If we do not want such conditions to be necessarily met, we can have
outer joins (all rows from all tables returned), left join (all rows
from left table returned, only matching for right table), right join
(all rows from right table returned, only matching for left table).
The answer is NO.
An equi-join is used to match two columns from two tables using explicit operator =:
Example:
select *
from table T1, table2 T2
where T1.column_name1 = T2.column_name2
An inner join is used to get the cross product between two tables, combining all records from both tables. To get the right result you can use a equi-join or one natural join (column names between tables must be the same)
Using equi-join (explicit and implicit)
select *
from table T1 INNER JOIN table2 T2
on T1.column_name = T2.column_name
select *
from table T1, table2 T2
where T1.column_name = T2.column_name
Or Using natural join
select *
from table T1 NATURAL JOIN table2 T2
The answer is No,here is the short and simple for readers.
Inner join can have equality (=) and other operators (like <,>,<>) in the join condition.
Equi join only have equality (=) operator in the join condition.
Equi join can be an Inner join,Left Outer join, Right Outer join
If there has to made out a difference then ,I think here it is .I tested it with DB2.
In 'equi join'.you have to select the comparing column of the table being joined , in inner join it is not compulsory you do that . Example :-
Select k.id,k.name FROM customer k
inner join dealer on(
k.id =dealer.id
)
here the resulted rows are only two columns rows
id name
But I think in equi join you have to select the columns of other table too
Select k.id,k.name,d.id FROM customer k,dealer d
where
k.id =d.id
and this will result in rows with three columns , there is no way you cannot have the unwanted compared column of dealer here(even if you don't want it) , the rows will look like
id(from customer) name(from Customer) id(from dealer)
May be this is not true for your question.But it might be one of the major difference.
The answer is YES, But as a resultset.

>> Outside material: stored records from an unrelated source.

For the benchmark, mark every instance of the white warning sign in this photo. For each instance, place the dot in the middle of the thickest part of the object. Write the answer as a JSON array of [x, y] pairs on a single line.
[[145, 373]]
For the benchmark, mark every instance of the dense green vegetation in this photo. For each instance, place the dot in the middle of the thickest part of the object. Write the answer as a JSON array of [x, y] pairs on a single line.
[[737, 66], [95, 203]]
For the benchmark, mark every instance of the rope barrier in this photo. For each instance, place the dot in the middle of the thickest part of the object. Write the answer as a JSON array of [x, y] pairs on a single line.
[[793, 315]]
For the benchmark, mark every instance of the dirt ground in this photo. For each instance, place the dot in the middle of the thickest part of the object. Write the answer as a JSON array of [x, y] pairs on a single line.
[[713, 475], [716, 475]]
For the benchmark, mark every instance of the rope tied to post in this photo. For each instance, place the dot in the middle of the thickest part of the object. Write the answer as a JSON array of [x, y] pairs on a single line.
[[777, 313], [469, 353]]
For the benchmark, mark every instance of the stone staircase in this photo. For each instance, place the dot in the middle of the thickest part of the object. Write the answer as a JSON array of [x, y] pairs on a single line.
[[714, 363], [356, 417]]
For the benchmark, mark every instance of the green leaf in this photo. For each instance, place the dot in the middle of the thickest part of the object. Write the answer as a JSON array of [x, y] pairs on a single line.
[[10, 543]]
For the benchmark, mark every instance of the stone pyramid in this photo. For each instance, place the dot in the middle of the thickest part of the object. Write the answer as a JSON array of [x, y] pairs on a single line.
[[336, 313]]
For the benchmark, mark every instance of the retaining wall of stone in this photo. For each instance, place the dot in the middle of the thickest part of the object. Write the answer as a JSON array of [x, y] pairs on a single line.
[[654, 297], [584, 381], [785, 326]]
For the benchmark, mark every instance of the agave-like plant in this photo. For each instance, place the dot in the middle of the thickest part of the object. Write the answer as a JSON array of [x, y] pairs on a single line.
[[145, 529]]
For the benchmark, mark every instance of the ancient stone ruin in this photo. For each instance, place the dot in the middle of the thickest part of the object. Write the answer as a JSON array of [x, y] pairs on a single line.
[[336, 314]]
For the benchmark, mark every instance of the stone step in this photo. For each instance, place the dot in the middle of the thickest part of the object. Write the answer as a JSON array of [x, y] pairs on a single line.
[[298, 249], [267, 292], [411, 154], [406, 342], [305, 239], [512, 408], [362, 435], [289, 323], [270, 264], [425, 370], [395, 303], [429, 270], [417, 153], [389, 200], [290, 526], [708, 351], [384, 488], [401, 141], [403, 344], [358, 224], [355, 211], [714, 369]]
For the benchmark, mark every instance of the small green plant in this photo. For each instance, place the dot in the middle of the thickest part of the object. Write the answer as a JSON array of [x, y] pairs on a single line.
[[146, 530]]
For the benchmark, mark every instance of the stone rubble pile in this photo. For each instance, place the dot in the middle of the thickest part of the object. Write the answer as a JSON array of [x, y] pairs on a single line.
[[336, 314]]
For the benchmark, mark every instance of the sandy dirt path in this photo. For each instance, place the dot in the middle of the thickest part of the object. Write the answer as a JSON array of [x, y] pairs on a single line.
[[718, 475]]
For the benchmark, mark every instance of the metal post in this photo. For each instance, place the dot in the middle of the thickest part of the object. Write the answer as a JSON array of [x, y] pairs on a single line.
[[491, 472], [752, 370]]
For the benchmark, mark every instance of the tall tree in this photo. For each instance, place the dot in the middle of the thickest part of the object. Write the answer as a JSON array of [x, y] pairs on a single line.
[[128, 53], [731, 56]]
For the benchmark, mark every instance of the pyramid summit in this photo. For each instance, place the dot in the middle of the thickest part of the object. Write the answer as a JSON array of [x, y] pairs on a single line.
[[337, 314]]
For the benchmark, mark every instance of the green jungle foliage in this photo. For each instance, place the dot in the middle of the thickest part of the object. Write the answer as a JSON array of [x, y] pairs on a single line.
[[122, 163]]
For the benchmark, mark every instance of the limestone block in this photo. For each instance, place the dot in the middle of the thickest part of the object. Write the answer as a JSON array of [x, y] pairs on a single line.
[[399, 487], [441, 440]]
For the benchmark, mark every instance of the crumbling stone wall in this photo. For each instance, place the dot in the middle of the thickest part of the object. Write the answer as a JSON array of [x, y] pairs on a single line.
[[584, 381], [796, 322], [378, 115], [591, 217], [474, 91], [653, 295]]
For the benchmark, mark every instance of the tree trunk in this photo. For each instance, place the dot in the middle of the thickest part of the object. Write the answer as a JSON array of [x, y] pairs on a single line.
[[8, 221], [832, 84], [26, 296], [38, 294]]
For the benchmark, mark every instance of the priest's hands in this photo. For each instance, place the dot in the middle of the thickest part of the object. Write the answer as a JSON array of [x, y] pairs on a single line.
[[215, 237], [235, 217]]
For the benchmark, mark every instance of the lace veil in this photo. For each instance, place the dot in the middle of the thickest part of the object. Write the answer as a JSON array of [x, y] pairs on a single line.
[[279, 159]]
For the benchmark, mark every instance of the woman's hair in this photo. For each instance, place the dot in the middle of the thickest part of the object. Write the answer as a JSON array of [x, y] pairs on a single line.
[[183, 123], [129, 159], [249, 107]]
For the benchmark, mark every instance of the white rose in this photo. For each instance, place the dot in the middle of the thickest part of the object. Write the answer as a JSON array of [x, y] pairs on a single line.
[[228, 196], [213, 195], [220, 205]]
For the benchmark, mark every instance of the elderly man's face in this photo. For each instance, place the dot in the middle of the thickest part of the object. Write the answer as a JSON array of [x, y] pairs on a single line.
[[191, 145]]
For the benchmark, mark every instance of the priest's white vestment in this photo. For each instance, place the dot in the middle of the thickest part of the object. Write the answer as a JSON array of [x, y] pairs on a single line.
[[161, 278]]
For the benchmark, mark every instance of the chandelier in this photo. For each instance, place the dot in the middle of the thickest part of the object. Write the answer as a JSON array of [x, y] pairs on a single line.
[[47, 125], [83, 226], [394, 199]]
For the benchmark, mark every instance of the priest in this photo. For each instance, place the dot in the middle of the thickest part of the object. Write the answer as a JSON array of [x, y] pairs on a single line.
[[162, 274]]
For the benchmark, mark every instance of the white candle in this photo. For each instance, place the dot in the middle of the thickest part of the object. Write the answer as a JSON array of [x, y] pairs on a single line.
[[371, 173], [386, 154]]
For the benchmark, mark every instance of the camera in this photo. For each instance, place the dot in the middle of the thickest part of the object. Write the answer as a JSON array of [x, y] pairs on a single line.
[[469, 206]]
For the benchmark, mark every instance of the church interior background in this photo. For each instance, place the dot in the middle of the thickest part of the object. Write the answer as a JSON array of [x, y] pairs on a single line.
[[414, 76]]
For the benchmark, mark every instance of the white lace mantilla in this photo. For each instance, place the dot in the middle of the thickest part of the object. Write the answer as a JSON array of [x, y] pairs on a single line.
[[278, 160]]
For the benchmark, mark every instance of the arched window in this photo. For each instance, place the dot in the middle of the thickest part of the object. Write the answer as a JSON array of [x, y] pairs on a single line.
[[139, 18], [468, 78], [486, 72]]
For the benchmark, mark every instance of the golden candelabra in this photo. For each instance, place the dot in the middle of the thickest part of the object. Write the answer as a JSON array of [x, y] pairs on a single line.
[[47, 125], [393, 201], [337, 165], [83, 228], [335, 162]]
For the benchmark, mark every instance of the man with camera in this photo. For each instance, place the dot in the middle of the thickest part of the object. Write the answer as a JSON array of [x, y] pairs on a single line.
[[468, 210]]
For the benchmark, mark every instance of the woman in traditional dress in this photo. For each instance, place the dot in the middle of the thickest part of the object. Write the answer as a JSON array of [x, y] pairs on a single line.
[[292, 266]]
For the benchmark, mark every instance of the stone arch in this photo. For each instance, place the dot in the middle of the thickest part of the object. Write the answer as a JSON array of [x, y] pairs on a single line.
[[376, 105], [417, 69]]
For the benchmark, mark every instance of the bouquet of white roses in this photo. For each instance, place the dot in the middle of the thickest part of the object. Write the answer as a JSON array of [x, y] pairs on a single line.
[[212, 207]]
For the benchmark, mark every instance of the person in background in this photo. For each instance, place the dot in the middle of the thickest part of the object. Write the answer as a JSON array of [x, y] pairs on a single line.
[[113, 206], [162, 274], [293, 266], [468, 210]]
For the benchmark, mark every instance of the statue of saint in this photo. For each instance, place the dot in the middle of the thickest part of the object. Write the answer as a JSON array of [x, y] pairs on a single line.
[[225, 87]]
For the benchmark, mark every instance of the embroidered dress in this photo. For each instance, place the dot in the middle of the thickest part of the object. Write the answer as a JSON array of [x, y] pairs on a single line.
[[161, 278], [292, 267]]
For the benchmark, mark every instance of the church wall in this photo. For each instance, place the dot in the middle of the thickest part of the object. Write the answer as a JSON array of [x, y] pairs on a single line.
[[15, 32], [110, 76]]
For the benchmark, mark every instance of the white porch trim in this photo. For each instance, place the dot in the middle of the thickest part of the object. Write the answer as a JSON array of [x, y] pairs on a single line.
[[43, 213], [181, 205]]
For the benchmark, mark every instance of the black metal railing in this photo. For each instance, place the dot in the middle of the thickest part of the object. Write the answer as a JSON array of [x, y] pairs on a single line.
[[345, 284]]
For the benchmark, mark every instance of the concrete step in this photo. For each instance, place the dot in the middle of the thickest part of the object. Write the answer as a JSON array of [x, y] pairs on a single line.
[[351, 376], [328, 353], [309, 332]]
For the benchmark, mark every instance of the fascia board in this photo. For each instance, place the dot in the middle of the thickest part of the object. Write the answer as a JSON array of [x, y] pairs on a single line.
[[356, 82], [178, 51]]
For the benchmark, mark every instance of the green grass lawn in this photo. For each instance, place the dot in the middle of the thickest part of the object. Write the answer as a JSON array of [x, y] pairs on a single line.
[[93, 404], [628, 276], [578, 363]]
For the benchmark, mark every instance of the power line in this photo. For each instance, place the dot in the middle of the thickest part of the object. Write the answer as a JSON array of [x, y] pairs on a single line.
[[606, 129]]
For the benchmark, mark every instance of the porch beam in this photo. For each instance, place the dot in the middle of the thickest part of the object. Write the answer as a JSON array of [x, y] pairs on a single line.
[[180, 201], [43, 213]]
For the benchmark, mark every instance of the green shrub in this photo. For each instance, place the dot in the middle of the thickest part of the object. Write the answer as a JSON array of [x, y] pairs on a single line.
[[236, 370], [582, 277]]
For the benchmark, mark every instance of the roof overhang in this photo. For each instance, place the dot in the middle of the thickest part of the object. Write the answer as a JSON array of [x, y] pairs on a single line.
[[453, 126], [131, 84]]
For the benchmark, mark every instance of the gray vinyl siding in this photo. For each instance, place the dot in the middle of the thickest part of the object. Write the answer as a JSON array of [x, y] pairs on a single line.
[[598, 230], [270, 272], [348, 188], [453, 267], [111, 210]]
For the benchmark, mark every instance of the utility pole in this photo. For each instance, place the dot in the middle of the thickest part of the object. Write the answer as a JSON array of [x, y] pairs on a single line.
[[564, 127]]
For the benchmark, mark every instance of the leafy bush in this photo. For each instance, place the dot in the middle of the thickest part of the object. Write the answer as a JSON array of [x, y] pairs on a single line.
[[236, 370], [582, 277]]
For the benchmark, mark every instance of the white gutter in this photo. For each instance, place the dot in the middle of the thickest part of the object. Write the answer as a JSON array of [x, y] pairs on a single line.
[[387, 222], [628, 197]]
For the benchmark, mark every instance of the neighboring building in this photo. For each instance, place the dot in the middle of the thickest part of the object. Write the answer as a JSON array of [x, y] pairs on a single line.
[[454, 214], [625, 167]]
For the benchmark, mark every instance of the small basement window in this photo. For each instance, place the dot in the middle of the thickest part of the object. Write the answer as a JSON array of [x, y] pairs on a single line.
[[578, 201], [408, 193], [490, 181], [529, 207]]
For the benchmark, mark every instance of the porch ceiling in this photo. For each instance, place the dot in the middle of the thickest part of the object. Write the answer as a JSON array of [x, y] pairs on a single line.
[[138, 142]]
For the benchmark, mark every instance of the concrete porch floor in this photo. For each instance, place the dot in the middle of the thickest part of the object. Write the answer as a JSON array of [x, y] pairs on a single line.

So here is an example.
Consider three tables:
orders(ord_no, purch_amt, ord_date, customer_id, salesman_id)
customer(customer_id,cust_name, city, grade, salesman_id)
salesman(salesman_id, name, city, commission)
Now if I have a query like this:
Find the details of an order.
Using INNER JOIN:
SELECT * FROM orders a INNER JOIN customer b ON a.customer_id=b.customer_id
INNER JOIN salesman c ON a.salesman_id=c.salesman_id;
Using EQUI JOIN:
SELECT * FROM orders a, customer b,salesman c where
a.customer_id=b.customer_id and a.salesman_id=c.salesman_id;
Execute both queries. You will get the same output.
Coming to your question There is no difference in output of equijoin and inner join. But there might be a difference in inner executions of both the types.